See MySQLReplicationRelay.pl for more information on relays.

FAQs

What Happens If There Is A Race Condition On A Record

e.g. An insert to the users table occurs on two seperate databases at the same time for the username 'alfie'. The problem here is that username is the primary key. Since the inserts happened at the same time, both inserts succeeded. It is only when they replicate will a primary key constraint fail. If this happens, replication will stop and manual intervention is necessary.

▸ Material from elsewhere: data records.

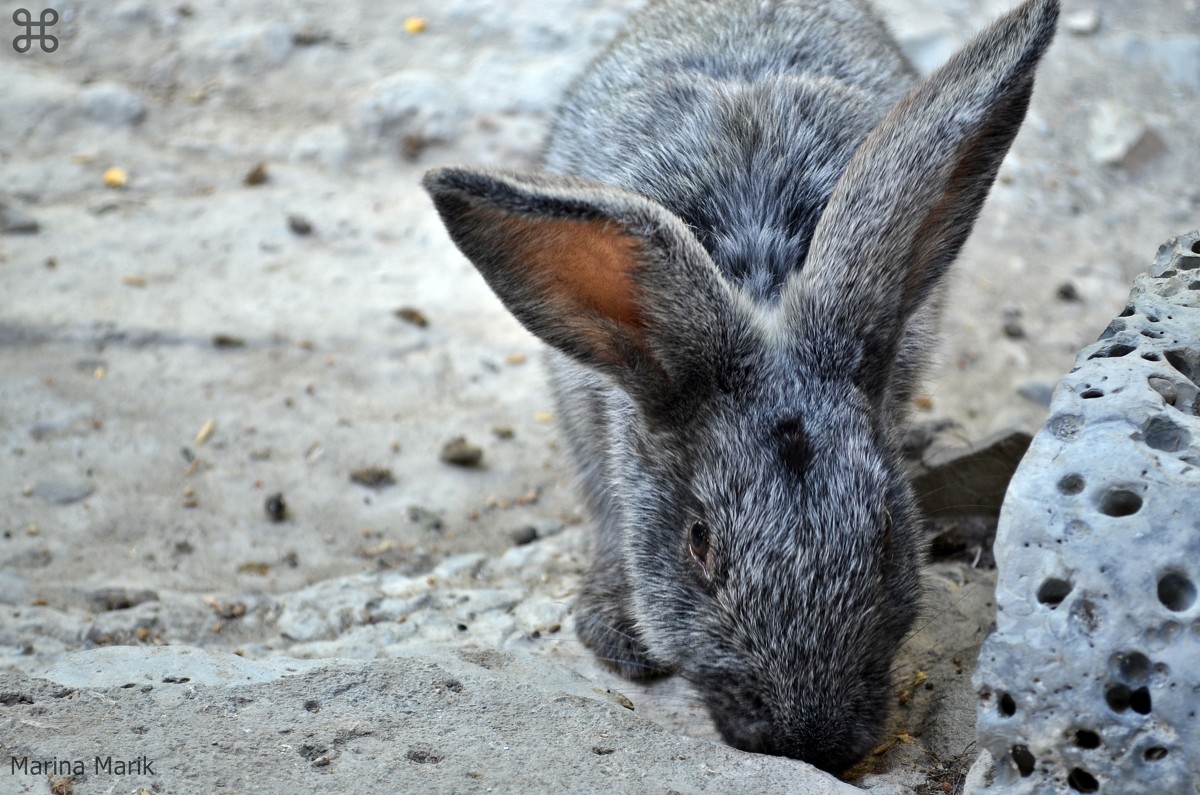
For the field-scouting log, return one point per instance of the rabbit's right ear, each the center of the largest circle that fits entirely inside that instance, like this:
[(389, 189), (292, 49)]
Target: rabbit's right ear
[(607, 276), (910, 196)]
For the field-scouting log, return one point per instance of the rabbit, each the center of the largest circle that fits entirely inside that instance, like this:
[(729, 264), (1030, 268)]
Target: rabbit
[(735, 250)]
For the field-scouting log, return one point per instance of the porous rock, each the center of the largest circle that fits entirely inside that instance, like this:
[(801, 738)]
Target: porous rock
[(1090, 681)]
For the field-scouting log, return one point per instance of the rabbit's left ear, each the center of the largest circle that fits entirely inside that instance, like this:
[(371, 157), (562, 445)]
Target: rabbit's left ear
[(910, 196), (609, 278)]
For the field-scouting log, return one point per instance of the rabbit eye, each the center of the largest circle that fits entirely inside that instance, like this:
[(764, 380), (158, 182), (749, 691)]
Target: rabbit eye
[(697, 543)]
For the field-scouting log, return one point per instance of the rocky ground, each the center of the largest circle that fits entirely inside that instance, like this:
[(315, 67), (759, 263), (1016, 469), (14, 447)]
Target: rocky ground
[(220, 284)]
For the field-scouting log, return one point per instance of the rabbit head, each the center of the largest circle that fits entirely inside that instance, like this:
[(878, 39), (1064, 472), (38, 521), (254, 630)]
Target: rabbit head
[(759, 536)]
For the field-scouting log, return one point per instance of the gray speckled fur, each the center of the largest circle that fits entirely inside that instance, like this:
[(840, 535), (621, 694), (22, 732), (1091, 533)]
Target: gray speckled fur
[(793, 198)]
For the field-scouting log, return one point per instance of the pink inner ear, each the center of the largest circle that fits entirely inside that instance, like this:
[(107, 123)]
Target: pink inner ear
[(582, 266)]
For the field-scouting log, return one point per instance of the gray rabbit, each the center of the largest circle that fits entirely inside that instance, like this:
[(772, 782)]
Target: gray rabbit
[(737, 250)]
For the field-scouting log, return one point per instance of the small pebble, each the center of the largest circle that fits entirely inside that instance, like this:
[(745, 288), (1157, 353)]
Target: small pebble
[(425, 518), (460, 452), (63, 492), (228, 341), (1067, 292), (257, 175), (299, 225), (205, 431), (413, 316), (1084, 22), (525, 536), (1013, 329), (117, 177), (373, 477), (1036, 392), (276, 509)]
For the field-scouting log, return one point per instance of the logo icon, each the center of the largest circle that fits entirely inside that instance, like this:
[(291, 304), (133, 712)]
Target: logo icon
[(24, 19)]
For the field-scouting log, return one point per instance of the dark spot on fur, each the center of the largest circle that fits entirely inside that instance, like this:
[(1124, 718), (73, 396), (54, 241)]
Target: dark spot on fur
[(793, 446)]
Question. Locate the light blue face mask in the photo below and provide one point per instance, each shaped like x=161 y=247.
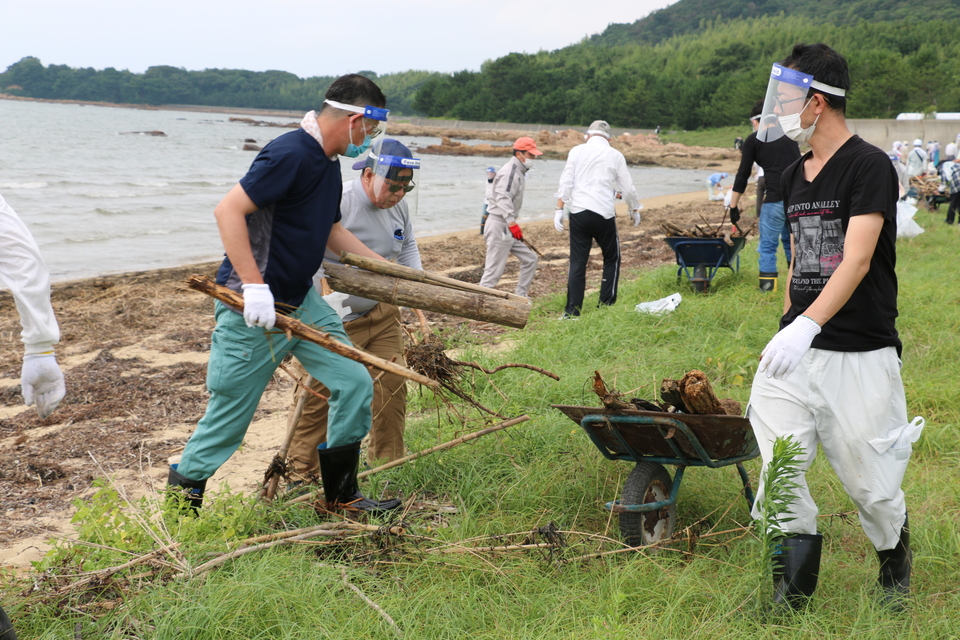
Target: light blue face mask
x=353 y=150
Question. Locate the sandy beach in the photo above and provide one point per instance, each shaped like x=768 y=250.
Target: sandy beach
x=134 y=349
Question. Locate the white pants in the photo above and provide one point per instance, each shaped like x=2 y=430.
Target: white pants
x=500 y=245
x=853 y=405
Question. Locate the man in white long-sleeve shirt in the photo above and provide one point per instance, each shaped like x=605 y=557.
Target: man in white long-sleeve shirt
x=377 y=207
x=595 y=172
x=23 y=271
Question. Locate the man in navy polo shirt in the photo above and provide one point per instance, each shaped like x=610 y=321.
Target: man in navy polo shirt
x=275 y=225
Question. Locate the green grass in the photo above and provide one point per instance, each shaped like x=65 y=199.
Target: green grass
x=546 y=471
x=719 y=137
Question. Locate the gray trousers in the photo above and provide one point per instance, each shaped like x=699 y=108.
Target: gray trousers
x=500 y=245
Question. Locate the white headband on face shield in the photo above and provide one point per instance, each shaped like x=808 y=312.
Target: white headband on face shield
x=834 y=91
x=375 y=113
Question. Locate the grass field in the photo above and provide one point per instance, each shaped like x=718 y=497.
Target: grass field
x=541 y=481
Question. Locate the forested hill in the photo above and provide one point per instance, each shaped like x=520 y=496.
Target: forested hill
x=694 y=16
x=694 y=64
x=708 y=78
x=210 y=87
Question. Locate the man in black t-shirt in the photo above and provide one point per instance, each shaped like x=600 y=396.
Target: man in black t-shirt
x=831 y=375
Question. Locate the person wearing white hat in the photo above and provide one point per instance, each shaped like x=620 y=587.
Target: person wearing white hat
x=713 y=185
x=916 y=159
x=594 y=173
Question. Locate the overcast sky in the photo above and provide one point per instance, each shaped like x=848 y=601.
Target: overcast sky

The only way to prevent this is to avoid the race in the first place:

  • Use an external arbiter to protect access to shared resources

    e.g. before inserting into the users table, each program performing the insert contacts the arbiter and request the inserting of 'alfie'. The first request is granted the insert while the others fail.

  • Shard your data so that race conditions cannot occur

    e.g. the users table is sharded based on the first letter of the usename. Inserts for 'alfie' only happen on the database with write access to the 'a' records.

  • Don't use AUTO_INCREMENT keys, use UUIDs instead

    Not useful in the users example, but for tables where AUTO_INCREMENT ids are used, switch to UUIDs to avoid clashes.

BUGS

  • The relay is still in development and have not been released yet

  • Communication over the wire is in plain text. Only use MySQL::Replication over a secure channel (e.g. stunnel, IPSec etc)

  • Row-based replication is not supported yet

  • LOAD DATA events are not supported yet

  • Filtering on queries, tables and schemas are not supported yet

SEE ALSO

AUTHOR

Alfie John, alfiej@opera.com

LICENSE AND COPYRIGHT

Copyright (c) 2011, Opera Software Australia Pty. Ltd. All rights reserved.

Redistribution and use in source and binary forms, with or without modification, are permitted provided that the following conditions are met:

* Redistributions of source code must retain the above copyright notice,
  this list of conditions and the following disclaimer.
* Redistributions in binary form must reproduce the above copyright notice,
  this list of conditions and the following disclaimer in the documentation
  and/or other materials provided with the distribution.
* Neither the name of the copyright holder nor the names of its contributors
  may be used to endorse or promote products derived from this software
  without specific prior written permission.

THIS SOFTWARE IS PROVIDED BY THE COPYRIGHT HOLDERS AND CONTRIBUTORS "AS IS" AND ANY EXPRESS OR IMPLIED WARRANTIES, INCLUDING, BUT NOT LIMITED TO, THE IMPLIED WARRANTIES OF MERCHANTABILITY AND FITNESS FOR A PARTICULAR PURPOSE ARE DISCLAIMED. IN NO EVENT SHALL THE COPYRIGHT HOLDER OR CONTRIBUTORS BE LIABLE FOR ANY DIRECT, INDIRECT, INCIDENTAL, SPECIAL, EXEMPLARY, OR CONSEQUENTIAL DAMAGES (INCLUDING, BUT NOT LIMITED TO, PROCUREMENT OF SUBSTITUTE GOODS OR SERVICES; LOSS OF USE, DATA, OR PROFITS; OR BUSINESS INTERRUPTION) HOWEVER CAUSED AND ON ANY THEORY OF LIABILITY, WHETHER IN CONTRACT, STRICT LIABILITY, OR TORT (INCLUDING NEGLIGENCE OR OTHERWISE) ARISING IN ANY WAY OUT OF THE USE OF THIS SOFTWARE, EVEN IF ADVISED OF THE POSSIBILITY OF SUCH DAMAGE.